Finally there are the window mechanisms to consider. While any infiltration of air equals energy loss, practically speaking, people want windows that can be opened for fresh air. A hopper style window – hinged on the bottom and tilting open at the top – is the best performer here, followed closely by a casement window – hinged on either the left or right side and opening out with a crank mechanism. Among classical style windows, single hung perform better than double hung.

Window placement and coverings also play a role in their green performance; maximising daylighting while minimising heat gain is optimal. Views of the outdoors have also been shown to contribute positively to work and living environments, and this element is beginning to be woven into some of the very best Australian home and office designs.

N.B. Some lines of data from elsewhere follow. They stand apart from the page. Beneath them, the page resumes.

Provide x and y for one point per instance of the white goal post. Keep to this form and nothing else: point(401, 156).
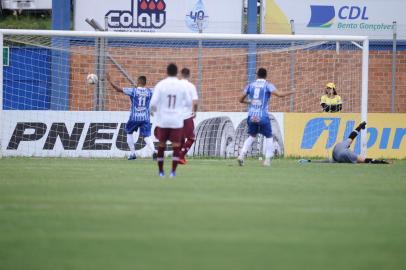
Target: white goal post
point(114, 54)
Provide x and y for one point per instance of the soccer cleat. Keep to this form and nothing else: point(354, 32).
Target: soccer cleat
point(132, 157)
point(301, 161)
point(154, 156)
point(362, 125)
point(182, 161)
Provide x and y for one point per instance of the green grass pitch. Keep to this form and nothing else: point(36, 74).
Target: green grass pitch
point(117, 214)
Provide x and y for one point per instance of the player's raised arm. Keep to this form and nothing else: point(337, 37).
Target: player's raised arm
point(115, 86)
point(282, 94)
point(244, 99)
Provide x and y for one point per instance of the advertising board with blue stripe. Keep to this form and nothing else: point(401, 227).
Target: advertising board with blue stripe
point(179, 16)
point(339, 17)
point(314, 135)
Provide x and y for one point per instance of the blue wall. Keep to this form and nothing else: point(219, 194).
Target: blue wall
point(27, 80)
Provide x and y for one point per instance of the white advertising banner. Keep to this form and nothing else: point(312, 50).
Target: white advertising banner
point(101, 134)
point(339, 17)
point(179, 16)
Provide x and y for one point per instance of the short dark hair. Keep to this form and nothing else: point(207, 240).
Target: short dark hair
point(172, 69)
point(185, 72)
point(142, 80)
point(262, 73)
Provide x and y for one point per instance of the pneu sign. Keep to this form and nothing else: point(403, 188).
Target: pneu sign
point(143, 15)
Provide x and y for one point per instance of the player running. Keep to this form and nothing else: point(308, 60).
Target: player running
point(188, 125)
point(168, 104)
point(257, 95)
point(139, 115)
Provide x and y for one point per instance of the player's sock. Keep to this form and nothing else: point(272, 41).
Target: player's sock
point(150, 144)
point(269, 151)
point(160, 158)
point(361, 126)
point(376, 161)
point(175, 158)
point(185, 148)
point(130, 142)
point(247, 145)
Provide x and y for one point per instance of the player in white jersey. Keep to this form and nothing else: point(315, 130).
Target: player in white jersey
point(140, 97)
point(190, 113)
point(168, 105)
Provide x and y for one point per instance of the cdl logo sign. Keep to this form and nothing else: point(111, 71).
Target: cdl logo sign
point(323, 16)
point(143, 14)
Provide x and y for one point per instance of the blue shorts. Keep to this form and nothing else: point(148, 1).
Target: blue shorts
point(263, 127)
point(145, 128)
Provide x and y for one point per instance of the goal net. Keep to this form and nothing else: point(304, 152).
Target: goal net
point(49, 108)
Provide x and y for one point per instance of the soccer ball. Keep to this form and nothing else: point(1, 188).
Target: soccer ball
point(92, 79)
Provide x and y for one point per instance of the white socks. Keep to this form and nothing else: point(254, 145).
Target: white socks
point(130, 142)
point(247, 145)
point(150, 144)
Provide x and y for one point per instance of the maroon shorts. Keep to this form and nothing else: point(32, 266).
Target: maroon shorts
point(189, 128)
point(168, 134)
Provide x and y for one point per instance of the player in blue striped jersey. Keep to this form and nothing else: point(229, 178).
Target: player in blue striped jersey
point(257, 95)
point(140, 97)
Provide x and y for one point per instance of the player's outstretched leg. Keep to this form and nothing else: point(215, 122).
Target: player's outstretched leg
point(269, 151)
point(247, 145)
point(130, 142)
point(151, 146)
point(376, 161)
point(355, 132)
point(160, 159)
point(175, 159)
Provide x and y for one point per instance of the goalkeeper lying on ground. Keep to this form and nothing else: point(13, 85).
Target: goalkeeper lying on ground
point(343, 154)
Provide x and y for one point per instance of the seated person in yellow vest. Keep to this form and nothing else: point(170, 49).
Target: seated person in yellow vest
point(331, 102)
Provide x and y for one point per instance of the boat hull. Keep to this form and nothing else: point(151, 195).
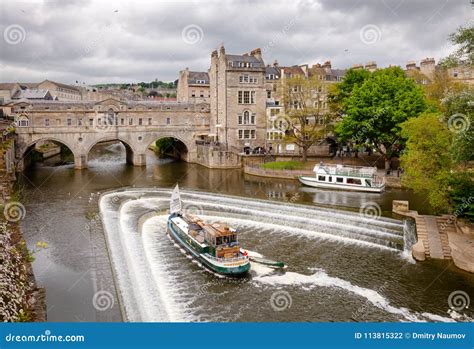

With so many factors to consider, how does one avoid being overwhelmed by the process of choosing windows? In Australia, the WERS system acts as a comprehensive guide to windows’ energy impact, and can help guide the decisions of homeowners, contractors and architects when trying to think green.

A proprietary scheme, the Window Energy Rating Scheme is managed by the Australian Window Association (AWA). Members agree to a formal code of conduct and participate in an annual audit; membership enables windows to be rated and labelled for their annual energy impact on a whole house, in any climate of Australia. A New Zealand variant of WERS, the Window Efficiency Rating Scheme, is also available. Operating in both the residential and commercial sectors, the WERS system takes into account a window’s materials, framing specifications, glazing, and other components to arrive at a rating for each participating window on the market. WERS-rated residential windows feature star ratings, ranging from zero (poor) to ten (excellent), and percentage improvements to help provide easy comparison between windows; commercial ratings are more precise and are designed to provide industry members with custom ratings to distinguish their product on the commercial market.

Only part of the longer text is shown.